First, let’s clarify what they mean by pre-season “results.”  For those who haven’t read much about higher basketball stats, let me briefly introduce the concept of Scoring Margin, which is considered the best measure of how good a team is.  One would think that, duh, win-loss is a pretty dang good measure of how strong a team is.  Maybe not after a few games, but over the long haul, it’d seem logical.  However, stat-geeks have discovered that a better predictor of success is how many points by which you win/lose.

Like we’ve all seen games where it comes down to the last possession, and maybe, as with one of the games in the Lakers/Oklahoma City playoff series, a player (Kobe) shot an airball, but another one (Ron Artest) scrambled to read it and got a relatively easy put-back.  Yes, that player hustled, however the victory doesn’t show that one team is definitively better than the other, but more that in a sense they got a lucky bounce (even though that particular Laker shot hit nuthin’ so it didn’t bounce, but you all know what I’m saying).  If we just looked at win-loss record, then that loss counts as much as say when Orlando was beating the Charlotte Bobcats by over 20 points a game. Of course, as with any stat, you need a large sample size for it to be significant.  Like if the Lakers get bored during the regular season and only beat say the Nets by one point, it doesn’t indicate they’re only slightly better than the Nets.  However, if Team A ends up winning say 55 games by an average of 10 points (a huge margin), while say Team B also wins 55 games but only by an average of 1 point, it makes sense to think Team A would be a bunch better despite having the same record.

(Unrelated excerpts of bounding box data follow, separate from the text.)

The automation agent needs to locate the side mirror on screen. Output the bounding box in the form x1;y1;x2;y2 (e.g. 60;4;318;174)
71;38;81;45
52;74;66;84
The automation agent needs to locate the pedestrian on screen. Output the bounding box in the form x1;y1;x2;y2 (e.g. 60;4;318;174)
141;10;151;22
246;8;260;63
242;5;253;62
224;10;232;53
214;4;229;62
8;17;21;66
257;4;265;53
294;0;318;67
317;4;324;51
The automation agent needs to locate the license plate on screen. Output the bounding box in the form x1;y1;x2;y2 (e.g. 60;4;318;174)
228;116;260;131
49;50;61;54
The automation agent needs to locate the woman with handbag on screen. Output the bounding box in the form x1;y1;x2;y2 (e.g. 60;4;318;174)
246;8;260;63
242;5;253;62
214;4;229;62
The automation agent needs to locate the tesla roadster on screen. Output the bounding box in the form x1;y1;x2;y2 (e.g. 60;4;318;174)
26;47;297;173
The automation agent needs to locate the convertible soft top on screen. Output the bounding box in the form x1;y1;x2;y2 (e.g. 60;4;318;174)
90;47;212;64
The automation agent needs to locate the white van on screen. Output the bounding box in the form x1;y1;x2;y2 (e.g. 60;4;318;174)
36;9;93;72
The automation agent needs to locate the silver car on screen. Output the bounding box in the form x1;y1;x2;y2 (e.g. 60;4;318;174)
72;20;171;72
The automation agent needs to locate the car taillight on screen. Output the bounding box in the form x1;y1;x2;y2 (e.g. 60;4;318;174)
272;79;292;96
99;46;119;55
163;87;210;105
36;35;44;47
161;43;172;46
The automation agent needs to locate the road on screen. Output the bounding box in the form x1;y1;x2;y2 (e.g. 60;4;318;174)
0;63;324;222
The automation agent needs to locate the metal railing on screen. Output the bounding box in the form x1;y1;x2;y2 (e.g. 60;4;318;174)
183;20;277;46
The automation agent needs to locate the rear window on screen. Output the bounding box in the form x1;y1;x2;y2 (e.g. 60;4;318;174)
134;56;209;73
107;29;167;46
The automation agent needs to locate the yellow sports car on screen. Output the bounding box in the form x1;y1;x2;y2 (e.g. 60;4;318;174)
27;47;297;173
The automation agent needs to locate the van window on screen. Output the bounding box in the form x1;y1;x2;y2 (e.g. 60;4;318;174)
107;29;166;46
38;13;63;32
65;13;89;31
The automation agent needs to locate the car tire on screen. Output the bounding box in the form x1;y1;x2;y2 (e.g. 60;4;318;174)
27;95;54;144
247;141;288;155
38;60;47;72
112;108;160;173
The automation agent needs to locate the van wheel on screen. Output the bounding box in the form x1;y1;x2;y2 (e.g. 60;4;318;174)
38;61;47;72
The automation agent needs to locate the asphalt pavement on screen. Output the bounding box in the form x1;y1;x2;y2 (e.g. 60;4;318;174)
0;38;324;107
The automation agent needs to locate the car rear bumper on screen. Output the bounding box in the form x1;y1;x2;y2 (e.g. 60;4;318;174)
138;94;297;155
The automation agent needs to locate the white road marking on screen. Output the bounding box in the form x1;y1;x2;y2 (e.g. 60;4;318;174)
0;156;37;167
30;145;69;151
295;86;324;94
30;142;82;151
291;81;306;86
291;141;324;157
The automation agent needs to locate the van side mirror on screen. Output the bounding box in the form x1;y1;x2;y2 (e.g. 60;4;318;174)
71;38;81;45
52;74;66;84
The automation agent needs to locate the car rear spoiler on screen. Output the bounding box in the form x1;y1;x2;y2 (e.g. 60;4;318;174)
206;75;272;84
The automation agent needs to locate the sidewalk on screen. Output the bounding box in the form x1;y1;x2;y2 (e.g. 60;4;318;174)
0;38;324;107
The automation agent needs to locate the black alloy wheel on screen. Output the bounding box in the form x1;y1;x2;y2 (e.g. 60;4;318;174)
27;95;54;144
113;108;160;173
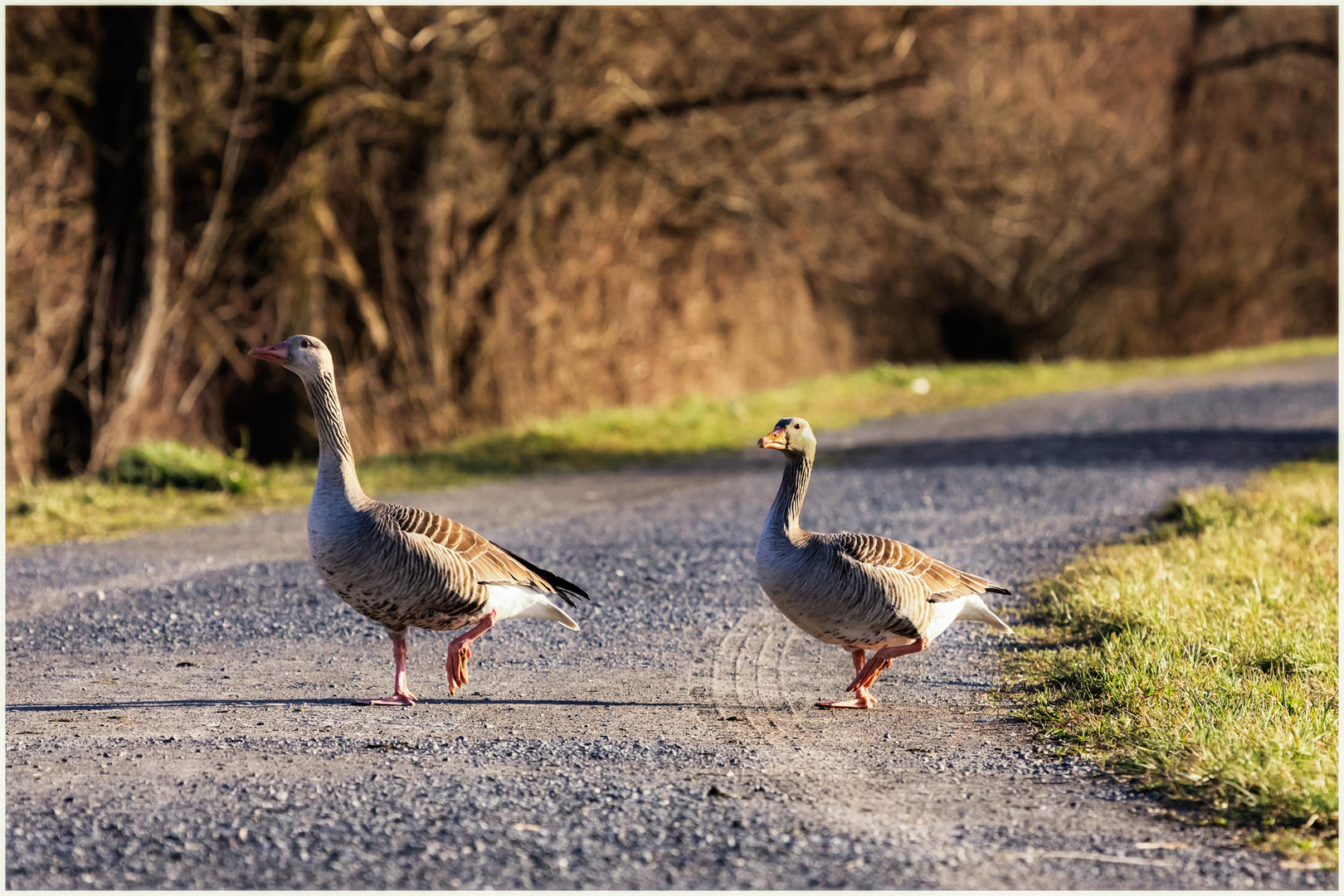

All of which goes to say, that when 48 Minutes examined pre-season games, they correctly looked at scoring margin rather than win-loss to see what, if any, correlation there was between that and the regular season scoring margin.  They also looked at the first 8 games of the regular season.  That way they could compare whether those first 8 “real” games would predict how the team would be for the rest of the season, better than the 8 pre-season games.  If you want to see the data, check out the great post.  The non-stat-speak part of what they found is this:

Not only do good teams play better in the preseason, but, after accounting for the number of games played, the preseason isn’t much worse at gauging regular season success than the regular season itself.

[…] I suspected that teams with poor records last year would have preseason records that would be more meaningful than better teams. This is because poor teams would be more likely to spark personnel turnover and to rebuild their roster. Thus, they have younger players and higher draft picks, who play more minutes in the preseason.

In instances of significant player movement, such as what the Heat experienced this year, preseason performance can paint a much clearer picture of future expectations.

As such, I sorta feel like the Knicks, being in a far different position than the Lakers or Celtics, should be playing their starters more minutes during this pre-season.  While it’s important to give like Andy Rautins a chance to show what he can do, it’s far more important for say Amar’e Stoudemire and Raymond Felton to get the pick-and-roll down.  If we go into the regular season with those guys clicking, it’ll provide far more wins than if we confidently know that Rautins will be our ninth man in the rotation.  Yes, Felton and Stat are probably spending tons of time doing that in practice, but they only go up against the second unit in practice who’s defensive schemes you know intimately (since they’re your own).  Even if Kevin Garnett and Rajon Rondo are only in for the first few minutes of the first and third quarter, it’s a much better test going up against them.

We have a ton of new players learning a new system.  And even those who do know the system intimately (like Amar’e, Gallo and Chandler) need to learn how to work with totally new teammates.  Personally I’d be playing the starters near their regular season minutes (like Amar’e and Felton should be going say 30-35 minutes, instead of the 36-42 they might see later on).

And I’m not just saying that ‘cuz 48 Minutes has shown that if we win in the pre-season it’d “assure” us of being good when the games count.